US Treasury: Hedge Fund Rules Sufficient





U.S. regulators don't need new legal powers over hedge funds in order to protect investors or guard against 'systemic risk,' the assistant Treasury secretary for financial markets, Anthony Ryan, said. 'If the solution were as simple as granting additional regulatory authority, regulators would have certainly asked for it,', assistant Treasury secretary, told about 200 hedge fund managers and executives meeting in Greenwich.

'The fact of the matter is at this time, no regulator feels that it needs regulatory authority to achieve its goals of protecting investors or mitigating systemic risk.'

Hedge funds can invest in anything from commodities to real estate. Some hedge funds buy entire companies; others act like day traders and buy and sell stocks, but with billions of dollars at stake.

There are more than 9,000 hedge funds in the U.S. They traditionally have catered to the rich, but increasingly are luring less wealthy investors. Given their willingness to take on large risk for big rewards, hedge funds have been drawing increased scrutiny now that they have taken on a broader class of investors, including pension funds and university endowments.

The industry's future was discussed Tuesday at a forum sponsored by the Connecticut Hedge Fund Association and the state of Connecticut, which is home to many hedge funds.

Ralph Lambiase, director of the securities and investment division for the Connecticut Department of Banking, told the group that efforts to regulate the industry are driven more by emotion than common sense. 'I don't think that anyone here wants us to impose heavy-handed regulations,' Lambiase said.

In December, the Securities and Exchange Commission proposed an anti-fraud rule for hedge funds, making it clear the agency will pursue fund managers for improper activity. Although the SEC lost a federal court ruling last year that would have put hedge funds under its supervision, its narrower changes are not expected to be open to legal challenge.

Under SEC rules in effect since 1982, an individual must have at least $1 million in net worth or annual income of $200,000 to qualify to invest in a hedge fund. The SEC has proposed raising minimum requirements so that an individual's assets would have to include at least $2.5 million in investments, excluding a personal residence.

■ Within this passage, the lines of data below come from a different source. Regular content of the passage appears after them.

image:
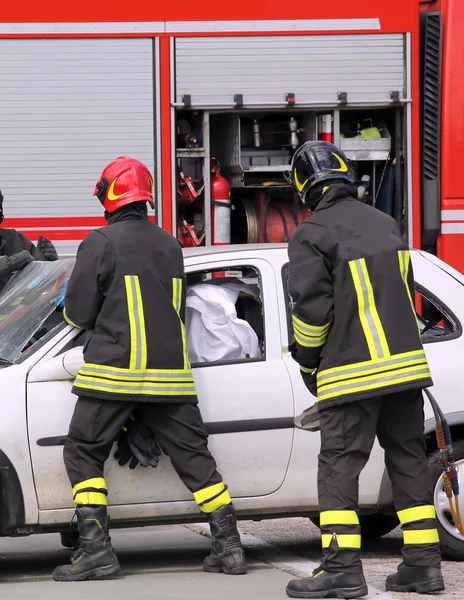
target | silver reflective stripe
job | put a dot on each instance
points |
(140, 375)
(137, 324)
(145, 387)
(371, 383)
(393, 362)
(310, 329)
(367, 309)
(309, 341)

The Bush administration, meanwhile, is pushing for increased vigilance instead of new rules. The President's Working Group, formed after the 1987 stock market crash, last month recommended guidelines they said should be followed by fund investors and institutions such as banks and brokerage houses that do business with the funds.

The guidelines stress the need for more information so investment decisions are based on accurate and timely assessments.

A congressional hearing on hedge funds and the proposed guidelines is expected this spring.